Knots and Splices

This is my list of knots and splices I use.

There are over a thousand knots uniquely identified - so my list is a selection list of just the knots I find useful in steel construction.

Whereas there are very few splices and I use just about all of them.

A point I have never met but it could be important to some users - both ropes and braids can be knotted using identical knots, whereas the classic splices are only applicable to 3-strand rope.

The knots have a thousand and one uses in any number of impromptu occasions. Whereas the splices are the stolid workhorses of the familiar scenarios.

The knots

Stopper knots

"Parcel-tying" knots

Loop forming

Hitches

Subsections within the category of hitches:

"Tying-off" - anchoring a rope to something

"Tightening around something" hitches

Only to be used around fairly simple shapes - tubes and square-sections and essentially cylindrical objects - but endlessly useful.

"Axial load" hitches

For when the pull is along the length of what the rope is knotted around.

Bends

For joining ropes end-to-end. Joining ropes end-to-end is easily done with a "short-splice" which is stronger, more secure and small (doesn't get caught on objects it's passing) - so less used. Except in an emergency, in the dark - keep them practiced!

"Rope-shortening"

The Splices

Back-splice

For stoppering the end of a rope, so it doesn't fray - and can be pushed through small openings without snagging. With polymer ropes, the ease with which you can melt the end of the rope with a small butane lighter and pinch it to a neat end seal is fine - until you are on a scaffold several storeys up on a building in a high wind with a dirty and wet rope... Then you do want a back-splice!

Short-splice

The general-purpose way of joining ropes together end-to-end to give effectively one long rope. Two main uses I meet:

When manually rope-hoisting up several floors height, can join ropes to make the length required. And easily inspected at a distance for this critical task - as though the splice(s) are small, you can see where they are and their simple cylindrical shape is easy to verify at a distance.
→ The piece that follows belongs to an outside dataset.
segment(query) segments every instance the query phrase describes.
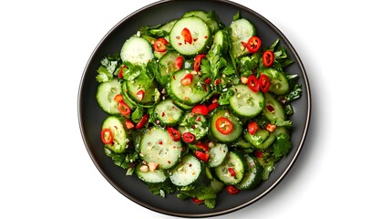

For joining the two ends of a rope together to make a ring of rope - a "strop". Easy to make and endlessly useful. For carrying things, the bigger-diameter region of the short-splice rests comfortably over the shoulder - and putting equal weights on each shoulder makes for carrying a lot of equipment and material with very limited demand on the body. Make strops to exactly the lengths required. Can strop-hitch around handles of equipment to rest on shoulder (load near body-centre) rather than carry by the handle (painful). Then bundle your overalls, high-vis. jacket, etc, together hanging from your shoulder to go home (constrictor knot, which you can form in an endless rope, grips the bundle into a tight package).

Eye-splice

Forms an "eye" (small loop) for attaching a rope to things. Very high strength - makes an end termination which is no less strong than the rope itself - a remarkable property.

Right-angle splice

* less used * Joins a rope in at right-angles to one passing by. One use for this is forming a branching 6mm rope "tree" for tying-off tools (clove-hitch or constrictor-knot) when working on a tower. The "root" of the "tree" is tied to a pole of the tower. So the tools can still be used easily, but you cannot drop them to the ground, nor can they fall off the platform when you are moving the tower.

Long-splice

* less used * Joins two ropes end-to-end and the join region is barely larger diameter at any point than the ropes being joined. Classic use was joining ropes which had to go over pulleys, but no use of block-and-tackle on construction sites for decades now. Keep it practiced just for the sake of honouring old traditions. Can't easily see where the splice is, is less obvious construction to inspect and is less strong than a short-splice, so wouldn't use it for splicing ropes together where a short-splice is fine. But you never know - you might need a belt of some kind (join a rope's own ends together), or something like that, then you'd be the hero of the moment...

Grommets

In a few narrow circumstances, can be very useful indeed if you need short specific-length strops. A grommet is a ring of rope formed by laying back on itself 3 times in a circle just one strand taken from length of (3-strand) rope. In factory work, if the hoist is on a gantry (frame) giving very limited head-room, can be used to form an electrically insulating break when welding a component "on the crane" ((part) suspended from the crane), without "wasting" hoist height with an over-long commercial sling.

This example is so specific that it makes the general point - keep all these skills practiced - the number of ways they prove useful never ceases to amaze. The number of "difficult" jobs where you can conjure-up a secure, safe, completely-controlled solution will always advantage a practiced rope-user.